Cari Amici e lettori di A Ruota Libera, siamo ancora sconvolti per la tragedia di venerdì scorso all’Isola del Giglio dove si è incagliata la nave da crociera più grande della flotta di Costa, la Concordia. Sciagura costata la vita a diverse persone alcune delle quali ancora disperse.
In queste ore si stanno perdendo le ultime speranze di trovarne ancora in vita ed è straziante il dolore dei famigliari delle vittime. In rete si trovano tantissime testimonianze, tutte sconvolgenti.
La preoccupazione inoltre per le conseguenze ambientali che la sciagura potrebbe avere ci crea sgomento. Un’angolo di paradiso come l’Isola del Giglio, la vicina isola di Giannutri e tutto l’arcipelago toscano e l’argentario, potrebbero essere invasi dalla marea nera di gasolio che rischia di fuoriuscire dalla Costa Concordia. Le ultime notizie parlano già di chiazze di gasolio attorno alla nave.

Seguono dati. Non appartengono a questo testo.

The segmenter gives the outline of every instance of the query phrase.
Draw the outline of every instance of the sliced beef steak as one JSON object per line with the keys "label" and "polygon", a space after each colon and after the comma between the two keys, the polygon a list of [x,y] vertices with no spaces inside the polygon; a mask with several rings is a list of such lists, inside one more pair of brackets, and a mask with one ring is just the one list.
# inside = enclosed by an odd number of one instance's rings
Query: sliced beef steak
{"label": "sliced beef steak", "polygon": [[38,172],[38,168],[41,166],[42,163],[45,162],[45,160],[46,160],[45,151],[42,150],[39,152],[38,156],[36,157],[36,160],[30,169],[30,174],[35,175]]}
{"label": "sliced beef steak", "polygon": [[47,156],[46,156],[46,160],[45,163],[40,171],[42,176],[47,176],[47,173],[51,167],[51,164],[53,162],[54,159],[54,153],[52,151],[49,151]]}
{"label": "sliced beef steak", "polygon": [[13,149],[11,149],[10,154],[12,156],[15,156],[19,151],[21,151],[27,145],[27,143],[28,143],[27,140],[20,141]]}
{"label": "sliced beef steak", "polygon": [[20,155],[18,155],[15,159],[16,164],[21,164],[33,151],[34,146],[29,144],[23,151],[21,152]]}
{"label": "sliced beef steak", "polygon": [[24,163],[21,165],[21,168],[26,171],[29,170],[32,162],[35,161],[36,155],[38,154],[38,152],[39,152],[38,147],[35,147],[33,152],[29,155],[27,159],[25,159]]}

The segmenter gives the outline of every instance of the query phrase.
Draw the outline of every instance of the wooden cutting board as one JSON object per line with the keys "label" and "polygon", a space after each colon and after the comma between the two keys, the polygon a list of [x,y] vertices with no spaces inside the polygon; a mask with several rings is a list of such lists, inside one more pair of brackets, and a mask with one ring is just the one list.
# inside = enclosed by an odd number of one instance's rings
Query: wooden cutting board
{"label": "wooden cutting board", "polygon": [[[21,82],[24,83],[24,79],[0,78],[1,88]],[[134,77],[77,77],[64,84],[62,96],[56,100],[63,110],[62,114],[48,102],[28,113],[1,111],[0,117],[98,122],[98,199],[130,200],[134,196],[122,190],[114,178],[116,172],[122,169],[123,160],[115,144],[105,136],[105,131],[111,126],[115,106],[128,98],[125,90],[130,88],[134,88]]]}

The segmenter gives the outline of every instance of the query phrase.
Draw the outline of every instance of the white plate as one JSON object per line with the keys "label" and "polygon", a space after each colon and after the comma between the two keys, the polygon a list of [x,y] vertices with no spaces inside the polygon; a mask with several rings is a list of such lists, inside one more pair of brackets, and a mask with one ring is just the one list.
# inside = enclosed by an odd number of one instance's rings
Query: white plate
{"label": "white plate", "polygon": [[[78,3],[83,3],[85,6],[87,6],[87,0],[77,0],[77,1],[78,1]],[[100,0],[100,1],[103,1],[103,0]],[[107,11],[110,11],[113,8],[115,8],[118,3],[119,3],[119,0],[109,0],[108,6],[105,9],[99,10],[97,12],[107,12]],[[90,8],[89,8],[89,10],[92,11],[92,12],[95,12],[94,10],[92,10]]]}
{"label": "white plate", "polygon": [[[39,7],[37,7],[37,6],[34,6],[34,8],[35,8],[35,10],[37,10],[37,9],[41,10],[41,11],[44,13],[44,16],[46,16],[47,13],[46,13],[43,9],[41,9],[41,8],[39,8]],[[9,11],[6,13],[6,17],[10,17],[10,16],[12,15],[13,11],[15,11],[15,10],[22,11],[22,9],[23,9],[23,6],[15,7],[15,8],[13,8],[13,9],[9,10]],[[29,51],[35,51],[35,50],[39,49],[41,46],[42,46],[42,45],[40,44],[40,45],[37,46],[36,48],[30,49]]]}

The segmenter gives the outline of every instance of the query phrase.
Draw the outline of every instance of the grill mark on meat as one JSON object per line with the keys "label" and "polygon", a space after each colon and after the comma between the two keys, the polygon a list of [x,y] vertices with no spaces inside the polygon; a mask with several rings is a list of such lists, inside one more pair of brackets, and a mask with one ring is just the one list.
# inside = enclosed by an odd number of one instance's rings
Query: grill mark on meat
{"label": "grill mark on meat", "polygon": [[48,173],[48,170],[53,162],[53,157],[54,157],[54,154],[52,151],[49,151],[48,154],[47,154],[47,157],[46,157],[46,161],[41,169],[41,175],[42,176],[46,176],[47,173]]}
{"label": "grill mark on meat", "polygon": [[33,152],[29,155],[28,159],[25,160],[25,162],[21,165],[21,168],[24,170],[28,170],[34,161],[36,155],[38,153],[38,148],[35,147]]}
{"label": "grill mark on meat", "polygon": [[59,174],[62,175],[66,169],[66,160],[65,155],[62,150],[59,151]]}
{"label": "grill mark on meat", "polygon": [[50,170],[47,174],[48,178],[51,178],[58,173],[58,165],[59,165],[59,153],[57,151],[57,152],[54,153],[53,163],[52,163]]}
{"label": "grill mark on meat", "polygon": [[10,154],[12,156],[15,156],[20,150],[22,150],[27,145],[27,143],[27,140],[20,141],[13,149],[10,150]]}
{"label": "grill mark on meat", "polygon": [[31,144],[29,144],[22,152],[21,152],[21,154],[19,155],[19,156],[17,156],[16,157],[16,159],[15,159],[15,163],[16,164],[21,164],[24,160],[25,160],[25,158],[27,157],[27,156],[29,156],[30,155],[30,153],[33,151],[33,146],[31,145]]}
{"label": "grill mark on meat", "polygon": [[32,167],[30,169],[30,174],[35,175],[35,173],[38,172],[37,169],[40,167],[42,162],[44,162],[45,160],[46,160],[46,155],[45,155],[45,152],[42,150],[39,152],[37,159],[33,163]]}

Sembra chiaro che la causa della sciagura sia una “bravata”, un passaggio vicino all’isola per un saluto, il classico “inchino”; abitudine a quanto pare diffusa e quindi non esclusiva del comandante Francesco Schettino, che è stato arrestato in quanto considerato il grande colpevole del naufragio.
Noi ci chiediamo però come sia possibile con tutte le attuali norme sulla sicurezza che al Comandante di una nave con 4500 persone a bordo sia consentito di uscire dalle rotte e di avvicinarsi così alla riva.
L’aspetto più sconcertante è che anche in altre situazioni ciò è successo e si trovano facilmente in rete foto e filmati di altri passaggi “radenti”.
Detto questo, uscire da una rotta sicura significa esporre a rischi tutti i passeggeri e questo non può essere consentito. Di conseguenza riteniamo sia troppo facile in questo momento dare tutte le responsabilità al Comandante Schettino riteniamo inoltre che tale pratica (consolidata) andava interrotta prima, dunque, non doveva essergli consentito in alcun modo di uscire con tale leggerezza dalla rotta e di avvicinarsi, dunque, all’Isola del Giglio.
Auspichiamo pertanto che vengano accertate tutte le responsabilità, di una cosa siamo certi: al Comandante (a qualsiasi Comandante) non doveva essere permesso di avvicinarsi all’Isola, provocando questa sciagura.
Stringiamoci vicino alle vittime di questa tragedia. Sia fatta chiarezza affinché una disgrazia del genere non possa più accadere.